Narvel Roth (incarné par Joel Edgerton) est un horticulteur méticuleux qui travaille dans les jardins de la propriétaire d’une somptueuse villa (incarnée par Sigourney Weaver).
Quand il est obligé de prendre sa petite-nièce Maya (l’actrice Quintessa Swindell) comme apprentie, Narvel est confronté à des émotions qu’il avait oubliées. Maya est une jeune fille turbulente qui perturbe l’ordre de la maison et force Narvel à réévaluer ses priorités.

Sous-titrée Les Racines de la violence, l’oeuvre aurait pu s’appeler Les Graines de la Prudence car l’intrigue et l’action passent ici au second plan pour laisser la part belle à un exposé quasi encyclopédique sur la vie secrète des jardins.
Voici un aperçu de tout ce que l’on apprend au simple visionnage de ce thriller psychologique.

L’histoire des jardins
Le jardin classique impose des compositions vegétales de formes géométriques ; cercle, triangle et carré. Il est plus connu sous le nom de jardin à la française.

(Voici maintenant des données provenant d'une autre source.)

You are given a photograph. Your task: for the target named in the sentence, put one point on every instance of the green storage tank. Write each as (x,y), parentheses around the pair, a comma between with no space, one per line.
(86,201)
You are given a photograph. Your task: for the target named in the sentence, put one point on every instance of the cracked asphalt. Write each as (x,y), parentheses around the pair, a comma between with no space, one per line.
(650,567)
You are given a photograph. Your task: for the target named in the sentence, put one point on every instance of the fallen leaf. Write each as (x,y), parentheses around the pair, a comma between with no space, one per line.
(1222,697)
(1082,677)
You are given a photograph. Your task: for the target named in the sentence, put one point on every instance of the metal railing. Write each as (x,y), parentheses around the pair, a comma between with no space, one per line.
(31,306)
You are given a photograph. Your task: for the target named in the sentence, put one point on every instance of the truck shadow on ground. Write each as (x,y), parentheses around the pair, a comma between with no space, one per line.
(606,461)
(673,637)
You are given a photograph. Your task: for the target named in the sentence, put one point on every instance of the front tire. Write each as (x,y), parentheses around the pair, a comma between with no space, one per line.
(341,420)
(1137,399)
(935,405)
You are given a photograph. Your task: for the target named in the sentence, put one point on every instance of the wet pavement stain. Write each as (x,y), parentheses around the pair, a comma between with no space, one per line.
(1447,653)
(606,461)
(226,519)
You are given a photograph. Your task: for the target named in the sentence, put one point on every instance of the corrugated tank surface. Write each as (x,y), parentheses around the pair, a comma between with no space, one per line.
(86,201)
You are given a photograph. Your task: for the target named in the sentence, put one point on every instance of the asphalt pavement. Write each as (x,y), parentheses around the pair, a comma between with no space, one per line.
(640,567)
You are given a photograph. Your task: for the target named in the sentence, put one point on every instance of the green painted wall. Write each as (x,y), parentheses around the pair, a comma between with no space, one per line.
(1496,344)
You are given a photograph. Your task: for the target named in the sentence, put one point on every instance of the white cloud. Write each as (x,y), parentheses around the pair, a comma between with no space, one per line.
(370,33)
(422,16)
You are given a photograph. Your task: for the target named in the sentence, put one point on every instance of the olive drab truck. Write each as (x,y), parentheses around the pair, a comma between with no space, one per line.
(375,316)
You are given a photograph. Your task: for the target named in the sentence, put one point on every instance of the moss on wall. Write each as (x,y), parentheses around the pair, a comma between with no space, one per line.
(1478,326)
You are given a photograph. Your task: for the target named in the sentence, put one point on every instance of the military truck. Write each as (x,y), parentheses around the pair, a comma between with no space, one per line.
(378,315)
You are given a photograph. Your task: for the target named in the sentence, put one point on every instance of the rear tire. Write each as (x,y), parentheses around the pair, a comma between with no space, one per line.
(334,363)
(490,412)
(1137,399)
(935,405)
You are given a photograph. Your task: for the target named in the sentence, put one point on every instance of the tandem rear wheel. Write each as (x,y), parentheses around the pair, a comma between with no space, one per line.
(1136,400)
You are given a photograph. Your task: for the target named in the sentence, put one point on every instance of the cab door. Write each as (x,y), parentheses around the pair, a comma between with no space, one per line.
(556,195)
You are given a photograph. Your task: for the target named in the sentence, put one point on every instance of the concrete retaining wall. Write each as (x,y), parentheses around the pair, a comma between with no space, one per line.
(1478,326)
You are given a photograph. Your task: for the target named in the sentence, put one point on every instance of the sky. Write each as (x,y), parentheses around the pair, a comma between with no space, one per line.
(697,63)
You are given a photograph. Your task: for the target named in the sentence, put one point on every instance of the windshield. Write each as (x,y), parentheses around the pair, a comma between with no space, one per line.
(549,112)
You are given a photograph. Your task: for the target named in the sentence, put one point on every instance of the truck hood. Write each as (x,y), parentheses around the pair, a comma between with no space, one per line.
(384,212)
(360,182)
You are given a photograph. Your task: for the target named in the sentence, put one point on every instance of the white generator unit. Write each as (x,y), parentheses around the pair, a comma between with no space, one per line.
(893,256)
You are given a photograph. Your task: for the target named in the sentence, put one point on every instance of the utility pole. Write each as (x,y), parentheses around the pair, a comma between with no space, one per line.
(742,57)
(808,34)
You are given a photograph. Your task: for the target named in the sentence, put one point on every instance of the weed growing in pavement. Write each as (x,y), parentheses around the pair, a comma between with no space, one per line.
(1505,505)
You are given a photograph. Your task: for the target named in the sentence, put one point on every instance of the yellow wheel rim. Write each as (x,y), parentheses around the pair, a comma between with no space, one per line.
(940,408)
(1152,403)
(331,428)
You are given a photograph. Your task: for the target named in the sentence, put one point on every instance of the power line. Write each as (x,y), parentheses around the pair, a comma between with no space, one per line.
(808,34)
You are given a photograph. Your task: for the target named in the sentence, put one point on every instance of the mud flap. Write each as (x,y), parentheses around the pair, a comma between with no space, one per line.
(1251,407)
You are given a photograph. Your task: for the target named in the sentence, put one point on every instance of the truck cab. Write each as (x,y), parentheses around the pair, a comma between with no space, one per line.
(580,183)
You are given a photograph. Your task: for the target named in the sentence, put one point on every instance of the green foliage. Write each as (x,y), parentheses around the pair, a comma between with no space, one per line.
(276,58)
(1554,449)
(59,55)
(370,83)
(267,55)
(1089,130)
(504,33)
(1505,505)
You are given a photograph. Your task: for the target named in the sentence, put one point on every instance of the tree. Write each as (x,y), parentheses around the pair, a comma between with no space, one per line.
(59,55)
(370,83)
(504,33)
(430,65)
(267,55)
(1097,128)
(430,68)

Le jardin paysager – dit, à l’anglaise – à été popularisé au 18 e siècle ; il adopte les formes et les courbes de la nature.
Le troisième style, le jardin sauvage, n’a de sauvage que le nom : il est composé d’une variété de plantes et d’arbustes en apparence aléatoire qui forment un écosystème favorable aux insectes et à la faune.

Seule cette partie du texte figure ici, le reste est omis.